March 10, 2002|By AARON CLAVERIE

Staff Writer

CALEXICO — Residents here who have exhausted 26 weeks of unemployment benefits could be eligible to receive checks for 13 more weeks.

President George Bush vowed to sign an economic stimulus bill this week that includes the extension.

The bill was approved by the Senate on Friday and the House on Thursday. It was supported by Rep. Duncan Hunter, R-Alpine, in the House and California's delegation in the Senate.

In addition to the benefits extension, the bill contains some tax breaks for businesses.

Calexicans who think they are eligible for the benefits extension can call hotlines set up by the state Employment Development Department. English speakers can call 1-800-300-5616; Spanish speakers, 1-800-326-8937.


While an EDD staffer at an Oakland call center said specific information on who is eligible won't be available for some weeks, she recommended that anyone who has moved recently should call the hotlines to make sure EDD has the new address on file.

The staffer, an EDD employee for 27 years, said in the past the department has sent out postcard notices to those eligible for benefits extensions.
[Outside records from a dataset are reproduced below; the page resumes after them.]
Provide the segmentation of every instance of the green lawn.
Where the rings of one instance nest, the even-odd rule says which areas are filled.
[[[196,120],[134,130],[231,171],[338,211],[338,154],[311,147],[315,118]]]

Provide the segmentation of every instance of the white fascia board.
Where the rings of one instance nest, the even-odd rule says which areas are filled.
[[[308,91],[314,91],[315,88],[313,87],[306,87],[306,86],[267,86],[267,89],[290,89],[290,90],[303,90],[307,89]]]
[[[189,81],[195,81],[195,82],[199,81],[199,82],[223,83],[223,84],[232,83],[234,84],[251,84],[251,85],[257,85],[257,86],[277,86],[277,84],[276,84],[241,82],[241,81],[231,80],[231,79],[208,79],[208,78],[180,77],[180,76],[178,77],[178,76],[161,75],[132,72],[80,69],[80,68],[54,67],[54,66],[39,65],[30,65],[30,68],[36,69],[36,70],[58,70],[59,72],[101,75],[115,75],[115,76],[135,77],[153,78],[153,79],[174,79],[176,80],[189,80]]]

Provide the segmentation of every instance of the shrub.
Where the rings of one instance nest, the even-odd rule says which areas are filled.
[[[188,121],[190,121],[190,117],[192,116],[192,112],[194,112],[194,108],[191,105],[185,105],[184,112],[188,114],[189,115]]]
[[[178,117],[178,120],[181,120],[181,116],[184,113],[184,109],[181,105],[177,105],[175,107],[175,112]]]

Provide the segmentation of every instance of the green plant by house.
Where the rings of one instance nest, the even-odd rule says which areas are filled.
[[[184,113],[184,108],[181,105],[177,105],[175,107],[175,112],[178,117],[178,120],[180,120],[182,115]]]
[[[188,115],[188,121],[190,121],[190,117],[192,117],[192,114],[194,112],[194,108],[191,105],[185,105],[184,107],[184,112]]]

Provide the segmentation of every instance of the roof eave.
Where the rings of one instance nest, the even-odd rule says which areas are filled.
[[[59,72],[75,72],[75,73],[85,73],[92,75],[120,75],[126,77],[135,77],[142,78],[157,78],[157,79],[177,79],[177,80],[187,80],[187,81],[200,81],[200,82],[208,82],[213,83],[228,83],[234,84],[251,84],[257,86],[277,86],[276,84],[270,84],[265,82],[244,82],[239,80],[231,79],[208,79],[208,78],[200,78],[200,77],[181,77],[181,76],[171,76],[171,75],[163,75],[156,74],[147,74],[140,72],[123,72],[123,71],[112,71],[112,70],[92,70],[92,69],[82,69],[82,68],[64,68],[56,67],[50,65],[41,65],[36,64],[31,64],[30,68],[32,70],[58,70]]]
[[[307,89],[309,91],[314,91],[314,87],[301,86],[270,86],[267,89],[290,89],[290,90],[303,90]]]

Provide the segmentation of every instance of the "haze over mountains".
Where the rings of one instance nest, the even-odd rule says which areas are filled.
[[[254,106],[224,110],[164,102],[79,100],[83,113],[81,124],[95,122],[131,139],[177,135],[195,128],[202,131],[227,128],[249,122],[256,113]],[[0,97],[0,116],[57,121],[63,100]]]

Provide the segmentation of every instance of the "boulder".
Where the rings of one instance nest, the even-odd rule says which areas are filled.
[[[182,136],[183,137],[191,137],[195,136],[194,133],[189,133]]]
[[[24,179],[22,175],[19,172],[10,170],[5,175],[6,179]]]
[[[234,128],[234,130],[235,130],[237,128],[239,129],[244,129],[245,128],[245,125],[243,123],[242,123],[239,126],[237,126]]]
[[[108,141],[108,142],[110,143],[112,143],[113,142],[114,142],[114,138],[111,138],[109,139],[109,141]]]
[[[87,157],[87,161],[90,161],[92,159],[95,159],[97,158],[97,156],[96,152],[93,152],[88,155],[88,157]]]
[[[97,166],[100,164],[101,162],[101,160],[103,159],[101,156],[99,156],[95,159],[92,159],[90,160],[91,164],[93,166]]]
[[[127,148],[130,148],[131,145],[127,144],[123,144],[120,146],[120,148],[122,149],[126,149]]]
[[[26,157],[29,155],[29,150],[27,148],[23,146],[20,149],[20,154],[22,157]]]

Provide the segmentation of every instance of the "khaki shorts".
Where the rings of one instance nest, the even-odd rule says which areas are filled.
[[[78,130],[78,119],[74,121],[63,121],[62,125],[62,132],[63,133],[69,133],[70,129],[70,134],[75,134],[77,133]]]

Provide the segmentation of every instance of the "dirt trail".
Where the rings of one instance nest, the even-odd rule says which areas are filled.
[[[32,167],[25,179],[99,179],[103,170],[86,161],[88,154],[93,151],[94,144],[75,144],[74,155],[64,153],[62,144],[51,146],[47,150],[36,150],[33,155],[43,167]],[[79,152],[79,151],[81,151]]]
If EDD doesn't have the address of those eligible it can't send that person an postcard.

Those who call should be forewarned, though.

The Oakland call center has been swamped with calls since the president announced he would sign the bill. Callers should expect an 8- to 10-minute hold time.
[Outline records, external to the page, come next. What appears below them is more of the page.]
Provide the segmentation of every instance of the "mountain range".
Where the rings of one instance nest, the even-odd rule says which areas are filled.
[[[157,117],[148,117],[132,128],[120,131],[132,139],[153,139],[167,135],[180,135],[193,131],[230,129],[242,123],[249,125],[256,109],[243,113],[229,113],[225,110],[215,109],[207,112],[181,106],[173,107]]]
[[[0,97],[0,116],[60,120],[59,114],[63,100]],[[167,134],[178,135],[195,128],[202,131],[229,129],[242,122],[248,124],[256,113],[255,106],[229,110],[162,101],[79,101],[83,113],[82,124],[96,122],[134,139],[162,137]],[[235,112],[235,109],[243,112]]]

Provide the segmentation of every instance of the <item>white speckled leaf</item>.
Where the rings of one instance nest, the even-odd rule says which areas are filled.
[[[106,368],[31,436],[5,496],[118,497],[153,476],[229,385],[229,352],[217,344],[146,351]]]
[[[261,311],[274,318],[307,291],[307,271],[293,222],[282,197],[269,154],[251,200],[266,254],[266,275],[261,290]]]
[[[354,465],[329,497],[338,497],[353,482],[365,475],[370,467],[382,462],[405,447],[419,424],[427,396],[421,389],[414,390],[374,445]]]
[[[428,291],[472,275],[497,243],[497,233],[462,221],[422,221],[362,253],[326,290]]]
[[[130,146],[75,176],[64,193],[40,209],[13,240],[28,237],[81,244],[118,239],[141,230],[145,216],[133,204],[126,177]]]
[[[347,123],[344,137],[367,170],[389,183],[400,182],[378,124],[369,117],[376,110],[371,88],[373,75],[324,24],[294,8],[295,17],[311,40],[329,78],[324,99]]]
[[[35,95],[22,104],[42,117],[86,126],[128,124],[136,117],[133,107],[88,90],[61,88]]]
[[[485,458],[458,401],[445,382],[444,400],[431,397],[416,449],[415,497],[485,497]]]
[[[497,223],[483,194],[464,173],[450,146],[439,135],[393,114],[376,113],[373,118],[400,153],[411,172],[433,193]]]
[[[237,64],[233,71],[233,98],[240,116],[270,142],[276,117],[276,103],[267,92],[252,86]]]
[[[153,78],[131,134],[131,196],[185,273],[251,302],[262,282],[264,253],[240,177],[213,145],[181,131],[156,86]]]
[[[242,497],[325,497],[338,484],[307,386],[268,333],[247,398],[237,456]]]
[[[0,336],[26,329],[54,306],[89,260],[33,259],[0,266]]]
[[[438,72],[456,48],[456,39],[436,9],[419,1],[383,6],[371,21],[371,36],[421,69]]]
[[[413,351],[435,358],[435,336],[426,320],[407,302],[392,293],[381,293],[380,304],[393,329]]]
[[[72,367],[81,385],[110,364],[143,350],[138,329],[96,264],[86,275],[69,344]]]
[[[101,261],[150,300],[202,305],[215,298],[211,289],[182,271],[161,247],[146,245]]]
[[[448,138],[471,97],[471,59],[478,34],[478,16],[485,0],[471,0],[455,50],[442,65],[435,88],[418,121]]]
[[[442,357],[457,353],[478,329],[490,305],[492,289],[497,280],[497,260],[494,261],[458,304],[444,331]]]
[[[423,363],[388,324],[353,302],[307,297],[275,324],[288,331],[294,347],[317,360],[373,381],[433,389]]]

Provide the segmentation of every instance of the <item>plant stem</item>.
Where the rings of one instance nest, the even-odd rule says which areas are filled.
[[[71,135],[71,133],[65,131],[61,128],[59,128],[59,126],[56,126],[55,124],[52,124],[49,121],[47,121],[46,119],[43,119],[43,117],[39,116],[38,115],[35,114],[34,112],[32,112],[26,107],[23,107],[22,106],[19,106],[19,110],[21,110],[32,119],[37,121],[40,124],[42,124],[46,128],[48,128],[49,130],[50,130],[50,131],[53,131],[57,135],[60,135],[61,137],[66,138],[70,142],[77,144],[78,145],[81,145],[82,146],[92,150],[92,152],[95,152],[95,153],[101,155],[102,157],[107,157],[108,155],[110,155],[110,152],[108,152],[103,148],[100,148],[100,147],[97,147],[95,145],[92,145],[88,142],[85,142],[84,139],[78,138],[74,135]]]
Those who hang on the line will be told by an EDD staffer that after the president signs the bill, "The Department of Labor has to write up the rules and give them to each state."

Some unemployed workers in certain states could be given an extra 13-week extension beyond the first 13-week extension.

The staffer contacted Friday said states with "high unemployment rates" will qualify for the extra 13 weeks.

She doesn't know if California will qualify because the Department of Labor has not yet settled on which set of qualifications it will use to determine which states have high unemployment.

She did say, "We're pretty well up there. We had the problem with the bottom falling out of the dot-coms."

Complicating matters though, she said, "There's 14 different ways to calculate that percentage — there's probably 27 different ways."

More information will be made available once the Department of Labor makes its ruling and disseminates that information to all 50 states.

Until then, unemployed workers should make sure the EDD has their correct mailing address.